Cela forme un ensemble hétéroclite, mais massivement lié aux métiers de la mer, un véritable « mélange pluri-ethnique de prolétaires rebelles ». L’aspect «de classe » de la piraterie est accentué, à la fin des guerres maritimes ou lors des récessions économiques, par l’afflux de nombreux chômeurs qui cherchent à survivre.
Il est à noter que de nombreux corsaires désœuvrés passent également à la piraterie faute de solutions légales alternatives.
Ils se lient parfois aux communautés locales, souvent elles mêmes rejetées, comme celles des peuplades indigènes, des groupements de dissidents, ou celles constituées de marrons (Cf. ci-dessus). Une partie des travailleurs de la côte, les baymen, des boucaniers… complètent les rangs de manière irrégulière, sauf quand ils sont liés de manière permanente à un établissement pirate établi sur la terre ferme.
La majorité de ces groupes humains est composée d’hommes, souvent jeunes, pauvres, massivement célibataires, et au départ largement d’origine britannique ou américaine.
Mais les femmes sont bien présentes, et pas seulement comme maîtresses ou épouses, ou comme servantes et employées, plus ou moins consentantes. Il est bien réel que quelques femmes tiennent un grand rôle dans les grands moments de la piraterie. Si l’égalité n’est y jamais totale, c’est néanmoins à l’époque une rareté, et une réelle avancée pour la reconsidération de la femme et un « puissant symbole de féminité non conventionnelle » pour le futur. Pour le démontrer, Marcus REDIKER s’est surtout inspiré des aventures de deux femmes pirates du XVIII° siècle, l’irlandaise Anne BONNY (pseudo d’Ann FULFORD) et Mary READ, même si celles-ci s’habillaient de manière masculine et se comportaient comme les hommes dans les combats, en prônant un courage édifiant contre toutes les turpitudes, soit de la part de leurs compagnons, soit vis-à-vis du pouvoir étatique et de ses lois.

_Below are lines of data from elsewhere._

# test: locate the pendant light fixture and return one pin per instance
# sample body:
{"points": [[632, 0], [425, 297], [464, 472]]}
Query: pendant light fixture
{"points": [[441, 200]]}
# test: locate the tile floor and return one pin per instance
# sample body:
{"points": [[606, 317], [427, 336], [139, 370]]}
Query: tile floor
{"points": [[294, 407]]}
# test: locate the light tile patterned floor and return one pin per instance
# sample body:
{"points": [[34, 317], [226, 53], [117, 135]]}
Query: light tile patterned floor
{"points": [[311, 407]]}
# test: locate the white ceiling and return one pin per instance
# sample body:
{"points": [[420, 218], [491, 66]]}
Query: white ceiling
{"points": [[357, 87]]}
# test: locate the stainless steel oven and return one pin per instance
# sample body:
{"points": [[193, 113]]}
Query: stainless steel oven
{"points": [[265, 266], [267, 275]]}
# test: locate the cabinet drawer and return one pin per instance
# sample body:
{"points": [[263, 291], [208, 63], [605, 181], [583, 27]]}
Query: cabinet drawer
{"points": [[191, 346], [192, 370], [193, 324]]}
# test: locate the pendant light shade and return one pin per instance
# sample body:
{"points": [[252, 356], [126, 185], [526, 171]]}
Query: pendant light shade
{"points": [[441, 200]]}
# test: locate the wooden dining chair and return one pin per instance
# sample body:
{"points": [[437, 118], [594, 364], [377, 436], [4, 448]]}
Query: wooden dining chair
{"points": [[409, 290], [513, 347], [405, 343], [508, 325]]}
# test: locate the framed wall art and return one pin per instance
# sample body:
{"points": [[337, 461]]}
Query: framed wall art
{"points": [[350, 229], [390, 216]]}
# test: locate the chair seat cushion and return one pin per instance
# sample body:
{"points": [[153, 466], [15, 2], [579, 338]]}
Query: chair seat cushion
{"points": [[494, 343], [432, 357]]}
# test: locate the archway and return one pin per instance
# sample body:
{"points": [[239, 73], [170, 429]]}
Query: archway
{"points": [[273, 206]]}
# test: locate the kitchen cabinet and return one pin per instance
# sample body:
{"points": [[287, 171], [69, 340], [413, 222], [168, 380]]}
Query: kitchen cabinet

Mary est l’amante et la seconde du célèbre Jack RACKAM. Prendre des femmes comme exemple est une excellente idée quand on connaît l’importance du machisme et de la superstition anti-féminine des marins. Leurs aventures se retrouvent en partie dans l’héroïne de Daniel DEFOE, Moll FLANDERS, dans le livre éponyme publié en 1722. On peut également citer Polly, l’opéra de John GAY de 1728-1729. Après elles (et d’autres femmes pirates) la liberté par l’action s’est souvent présentée sous la forme d’une combattante aux seins nus : DELACROIX s’en est-il inspiré pour son célèbre tableau de 1831 : La liberté guidant le peuple ? REDIKER aimerait bien en tout cas que cette supposition soit fondée. Et quand on regarde le document néerlandais de 1725 montrant une femme portant sabre et torche, fièrement dressée la poitrine dénudée, sous le drapeau de la piraterie, et dominant, avec force et superbe, morts, incendies et autres combattants déterminés, on ne peut que penser que DELACROIX a au moins parcouru le livre (plusieurs fois édité en français) qui contient cette reproduction.
L’aspect international est également évident dans ce « melting-pot d’immigrants rebelles et paupérisés venant du monde entier ».
2. Peut-on faire une histoire libertaire de la piraterie ?
Dans un ouvrage dont l’essentiel est l’analyse de la supposée « république de Salé » sur la côte atlantique de l’actuel Maroc, l’auteur libertaire, célèbre sous le pseudonyme de Hakim BEY, mais ici utilisant son vrai nom Peter LAMBORN WILSON, parle de « position proto-anarcho-individualiste » en décrivant l’idéologie de la piraterie. Bien sûr la prudence lui fait dire qu’il ne s’agit pas d’une position « philosophique » mais d’une ébauche de vie libre, luttant contre les tabous, et très en avance sur les États contemporains du XVIIème siècle. Cette « république corsaire mauresque du Bou Regreg » ne serait donc qu’un « compromis » entre des États autoritaires de l’époque et les « utopies pirates ».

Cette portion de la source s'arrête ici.